For the non-UK bods, Comet is a large electrical goods chain that has been in financial trouble for YEARS. Last year, it was sold for just two pounds sterling. This week, it finally kicked its legs in the air and went into administration.
Okay, fair enough. Although perhaps not for the two and a half thousand employees who may be unemployed by Christmas, obviously.
The trouble is that, when people buy white goods or large ticket items, they save up over time (or get into debt with payday loan companies and weekly payment schemes, but that’s another story). They often gather gift vouchers and cards to put towards their major purchase for a considerable period of time.
The television pundits advised people with vouchers lying in a drawer to get out at the weekend and spend them before the administrators moved in.
This was a problem because the first thing the administrators did was refuse to accept all vouchers and gift cards.
Now, I don’t consider myself a MASSIVE expert on retail economics, but I’m pretty sure that when you buy a gift card for someone, you have ALREADY PAID THE MONEY to the retailer.
To then turn around to the holder of, what essentially amounts to a receipt for funds already paid, and tell them they cannot take the goods that have already been paid for, is just not on.
In fact, strictly speaking, I think it’s theft, as defined by the Theft Act 1969 (as amended), because it is the taking of payment for goods or services you have no intention of supplying. That’s the definition of theft. Or to put it another way, that the Bill fans might find more familiar, it is the taking away with the intent to permanently deprive.
Now, conveniently, as at 19:16 today, 6 November 2012, the BBC News website says that Comet vouchers have now been reinstated, so this little boy can now redeem his voucher.
If you normally skip the links, read this one.
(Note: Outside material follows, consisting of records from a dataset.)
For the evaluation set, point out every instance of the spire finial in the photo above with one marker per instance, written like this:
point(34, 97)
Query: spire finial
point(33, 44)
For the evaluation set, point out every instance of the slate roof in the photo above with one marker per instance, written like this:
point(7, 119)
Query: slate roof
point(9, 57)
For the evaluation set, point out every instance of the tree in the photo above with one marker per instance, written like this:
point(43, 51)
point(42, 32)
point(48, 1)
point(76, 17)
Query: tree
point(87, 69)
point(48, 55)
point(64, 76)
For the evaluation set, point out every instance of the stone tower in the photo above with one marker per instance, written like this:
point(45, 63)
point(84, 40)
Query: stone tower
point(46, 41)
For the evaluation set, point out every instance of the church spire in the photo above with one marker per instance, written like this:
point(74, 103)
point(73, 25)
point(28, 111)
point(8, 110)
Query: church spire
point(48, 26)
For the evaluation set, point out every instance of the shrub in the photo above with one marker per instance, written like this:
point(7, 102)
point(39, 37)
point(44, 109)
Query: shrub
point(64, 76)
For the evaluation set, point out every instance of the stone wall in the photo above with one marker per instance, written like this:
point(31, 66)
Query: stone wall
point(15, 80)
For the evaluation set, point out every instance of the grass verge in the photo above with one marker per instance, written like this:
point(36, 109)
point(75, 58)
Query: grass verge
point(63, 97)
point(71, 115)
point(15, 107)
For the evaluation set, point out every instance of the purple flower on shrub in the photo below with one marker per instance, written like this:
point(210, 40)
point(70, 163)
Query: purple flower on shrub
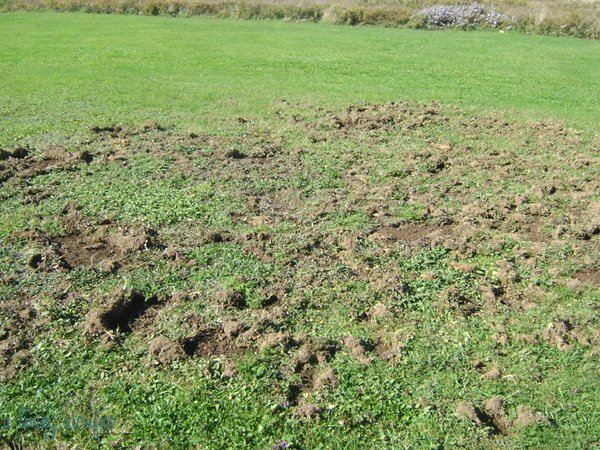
point(447, 16)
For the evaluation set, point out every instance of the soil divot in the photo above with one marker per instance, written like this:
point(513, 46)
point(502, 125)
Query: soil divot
point(120, 312)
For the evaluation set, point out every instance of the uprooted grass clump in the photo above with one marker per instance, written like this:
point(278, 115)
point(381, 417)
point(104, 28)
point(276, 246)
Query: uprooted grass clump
point(346, 277)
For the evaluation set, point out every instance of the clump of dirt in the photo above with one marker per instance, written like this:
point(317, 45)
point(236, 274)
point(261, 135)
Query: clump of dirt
point(385, 117)
point(359, 348)
point(456, 299)
point(119, 312)
point(211, 342)
point(493, 415)
point(88, 244)
point(16, 153)
point(391, 348)
point(412, 232)
point(230, 297)
point(562, 334)
point(164, 350)
point(526, 416)
point(589, 276)
point(307, 410)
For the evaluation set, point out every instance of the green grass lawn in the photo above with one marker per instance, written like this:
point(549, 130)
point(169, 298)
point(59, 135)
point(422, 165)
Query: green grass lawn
point(67, 71)
point(307, 271)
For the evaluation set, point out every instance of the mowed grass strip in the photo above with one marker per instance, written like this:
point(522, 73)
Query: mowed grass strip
point(62, 72)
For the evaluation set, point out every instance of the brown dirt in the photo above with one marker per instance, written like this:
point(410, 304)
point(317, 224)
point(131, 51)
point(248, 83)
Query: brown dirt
point(383, 117)
point(526, 416)
point(411, 232)
point(90, 243)
point(164, 350)
point(359, 348)
point(491, 415)
point(560, 333)
point(118, 312)
point(589, 276)
point(211, 342)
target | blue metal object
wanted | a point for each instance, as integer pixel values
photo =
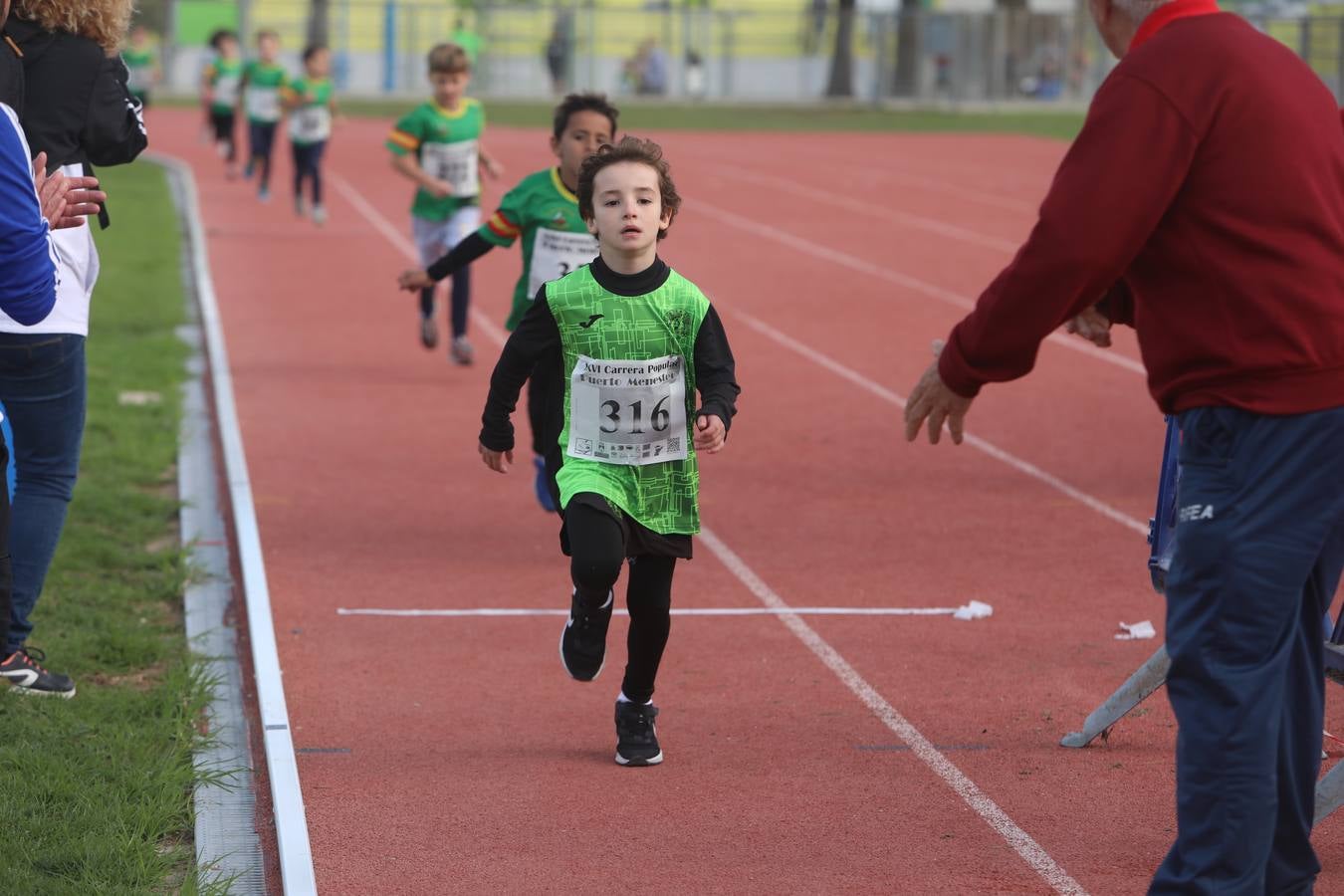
(8, 441)
(1162, 528)
(388, 47)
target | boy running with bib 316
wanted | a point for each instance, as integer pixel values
(636, 341)
(544, 210)
(438, 146)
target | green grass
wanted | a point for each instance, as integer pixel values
(837, 117)
(96, 792)
(637, 115)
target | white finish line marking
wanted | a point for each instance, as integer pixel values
(921, 747)
(676, 611)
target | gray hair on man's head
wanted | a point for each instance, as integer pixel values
(1139, 10)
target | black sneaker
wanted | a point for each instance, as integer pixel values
(23, 672)
(636, 735)
(583, 639)
(429, 332)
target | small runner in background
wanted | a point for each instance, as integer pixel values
(634, 341)
(264, 80)
(312, 104)
(141, 65)
(219, 93)
(545, 211)
(438, 146)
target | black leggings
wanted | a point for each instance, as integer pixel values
(597, 547)
(261, 140)
(308, 162)
(6, 563)
(223, 123)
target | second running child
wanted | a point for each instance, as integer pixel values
(312, 104)
(634, 341)
(544, 210)
(438, 146)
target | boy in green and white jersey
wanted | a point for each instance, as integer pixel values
(311, 101)
(141, 65)
(219, 93)
(438, 146)
(264, 85)
(634, 341)
(542, 210)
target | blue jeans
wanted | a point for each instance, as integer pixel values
(43, 389)
(1259, 547)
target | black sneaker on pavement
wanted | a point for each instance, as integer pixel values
(429, 331)
(636, 735)
(23, 672)
(463, 353)
(583, 639)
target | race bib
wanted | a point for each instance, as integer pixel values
(556, 253)
(311, 123)
(629, 412)
(262, 104)
(226, 91)
(456, 162)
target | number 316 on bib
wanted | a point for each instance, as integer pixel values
(628, 412)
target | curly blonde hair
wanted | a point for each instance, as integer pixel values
(104, 22)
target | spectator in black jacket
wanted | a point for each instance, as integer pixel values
(80, 112)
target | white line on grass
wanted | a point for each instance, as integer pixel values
(913, 284)
(1027, 848)
(676, 611)
(296, 854)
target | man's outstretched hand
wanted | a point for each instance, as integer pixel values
(1093, 327)
(934, 402)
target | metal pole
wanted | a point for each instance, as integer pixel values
(1339, 61)
(390, 46)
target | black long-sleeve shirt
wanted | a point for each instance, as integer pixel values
(467, 251)
(538, 337)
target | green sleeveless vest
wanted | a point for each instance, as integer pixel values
(630, 379)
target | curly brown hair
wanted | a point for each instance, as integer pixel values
(642, 152)
(104, 22)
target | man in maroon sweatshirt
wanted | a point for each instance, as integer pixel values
(1203, 203)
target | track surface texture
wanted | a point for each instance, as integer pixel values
(454, 755)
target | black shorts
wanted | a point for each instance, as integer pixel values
(640, 541)
(223, 123)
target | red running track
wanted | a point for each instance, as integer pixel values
(453, 754)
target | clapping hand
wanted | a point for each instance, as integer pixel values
(1093, 327)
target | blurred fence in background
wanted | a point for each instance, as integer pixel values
(756, 50)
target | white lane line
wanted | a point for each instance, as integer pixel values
(830, 198)
(676, 611)
(296, 854)
(913, 284)
(1028, 849)
(920, 746)
(975, 441)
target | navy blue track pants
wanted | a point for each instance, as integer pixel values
(1259, 546)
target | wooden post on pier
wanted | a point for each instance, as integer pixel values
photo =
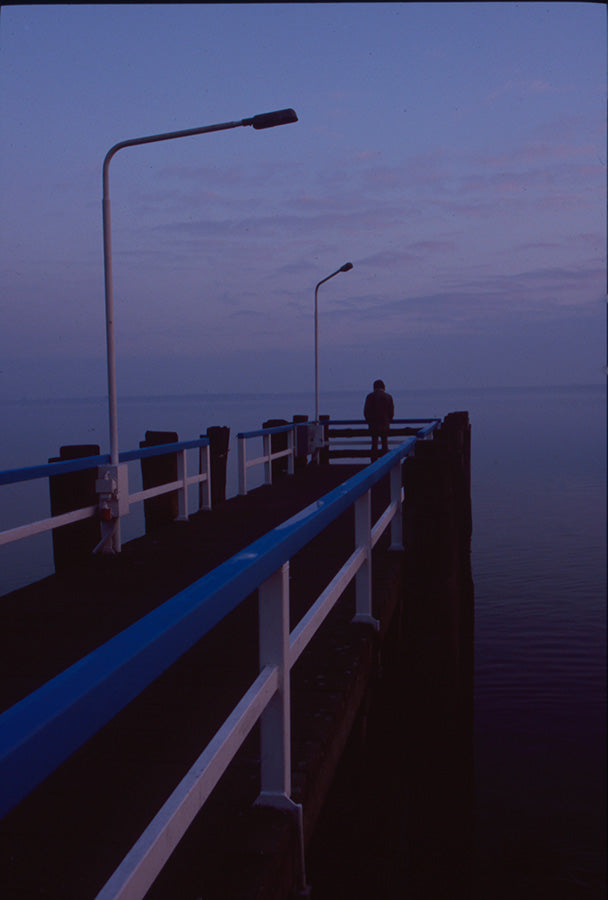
(219, 443)
(438, 659)
(301, 443)
(278, 442)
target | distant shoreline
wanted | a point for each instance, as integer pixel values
(212, 395)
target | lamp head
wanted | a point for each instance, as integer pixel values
(270, 120)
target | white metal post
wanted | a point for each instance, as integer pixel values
(207, 502)
(275, 723)
(363, 578)
(396, 497)
(267, 459)
(242, 451)
(291, 446)
(182, 494)
(204, 468)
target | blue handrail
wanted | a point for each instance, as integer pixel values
(44, 729)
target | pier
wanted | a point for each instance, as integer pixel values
(325, 626)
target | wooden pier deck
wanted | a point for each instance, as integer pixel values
(65, 839)
(386, 713)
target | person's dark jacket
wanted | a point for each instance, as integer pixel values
(379, 411)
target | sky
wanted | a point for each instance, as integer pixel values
(454, 152)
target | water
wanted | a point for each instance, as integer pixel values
(538, 491)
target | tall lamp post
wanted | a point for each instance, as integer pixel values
(265, 120)
(345, 268)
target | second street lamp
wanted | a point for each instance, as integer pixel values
(345, 268)
(264, 120)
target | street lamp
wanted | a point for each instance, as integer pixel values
(265, 120)
(345, 268)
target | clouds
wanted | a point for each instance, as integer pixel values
(448, 152)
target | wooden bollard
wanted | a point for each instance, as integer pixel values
(324, 453)
(74, 490)
(301, 442)
(157, 470)
(438, 664)
(219, 443)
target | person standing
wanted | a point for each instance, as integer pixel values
(378, 412)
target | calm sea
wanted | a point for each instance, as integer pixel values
(539, 565)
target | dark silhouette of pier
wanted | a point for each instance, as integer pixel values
(381, 720)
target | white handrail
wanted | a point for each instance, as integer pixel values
(268, 456)
(20, 532)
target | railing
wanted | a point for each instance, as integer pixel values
(350, 438)
(44, 729)
(268, 456)
(13, 476)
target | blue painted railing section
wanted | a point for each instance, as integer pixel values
(29, 473)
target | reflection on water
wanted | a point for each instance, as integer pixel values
(538, 489)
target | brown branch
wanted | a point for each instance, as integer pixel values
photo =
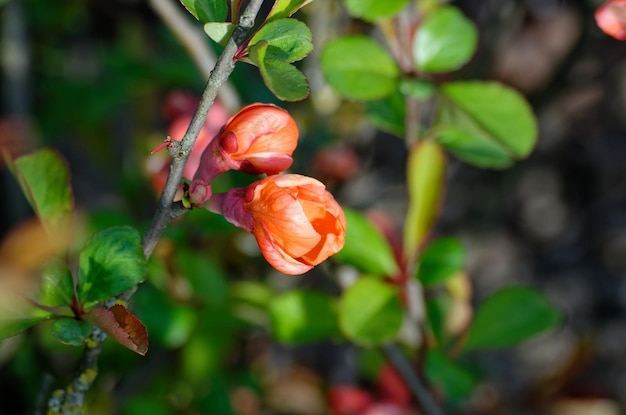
(71, 399)
(420, 392)
(195, 41)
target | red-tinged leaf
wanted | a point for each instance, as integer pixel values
(122, 326)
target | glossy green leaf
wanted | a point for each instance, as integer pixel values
(426, 171)
(219, 32)
(455, 381)
(373, 10)
(287, 40)
(44, 179)
(111, 262)
(370, 312)
(442, 258)
(359, 68)
(445, 41)
(303, 316)
(474, 147)
(509, 317)
(366, 249)
(500, 113)
(71, 331)
(282, 78)
(57, 286)
(417, 88)
(207, 10)
(285, 8)
(388, 114)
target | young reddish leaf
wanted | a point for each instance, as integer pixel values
(122, 326)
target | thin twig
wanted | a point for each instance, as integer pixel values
(71, 399)
(196, 43)
(421, 394)
(223, 68)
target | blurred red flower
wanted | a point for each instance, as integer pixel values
(611, 18)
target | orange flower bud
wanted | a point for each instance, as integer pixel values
(295, 220)
(611, 18)
(260, 138)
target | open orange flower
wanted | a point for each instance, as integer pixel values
(295, 220)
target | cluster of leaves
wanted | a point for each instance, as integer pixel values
(275, 45)
(486, 124)
(483, 123)
(111, 263)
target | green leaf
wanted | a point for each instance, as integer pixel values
(388, 114)
(446, 40)
(454, 380)
(370, 312)
(252, 292)
(169, 324)
(417, 88)
(442, 258)
(207, 10)
(474, 147)
(10, 326)
(57, 286)
(373, 10)
(285, 8)
(219, 32)
(303, 317)
(509, 317)
(365, 248)
(359, 68)
(111, 262)
(282, 78)
(71, 331)
(287, 40)
(44, 179)
(500, 113)
(426, 170)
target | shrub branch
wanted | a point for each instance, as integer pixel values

The refusal of this little boy’s voucher caused public ire on a scale I have rarely seen. We get annoyed, we sigh, we mutter amongst ourselves, when large companies misbehave, but we rarely see fury on the scale that this generated. The fact that they have now backed down is, frankly, the safest thing they could have done.
There were those who tried to explain the concept of creditors and the rules of administration, but no one was listening.
And on this occasion, I think the “people” were right. People who have purchased vouchers should not be treated as creditors, and if the law needs to be changed in this area, then so be it. Sort it out, legislators, because this cannot be allowed to happen again. Ever. Even for three days.
Once payment has been made, consumers should always have the right to claim their goods. Anything else is a shameful state of affairs that needs remedying forthwith.
This piece will be reblogged on Consumer, Fight Back, for fairly obvious reasons.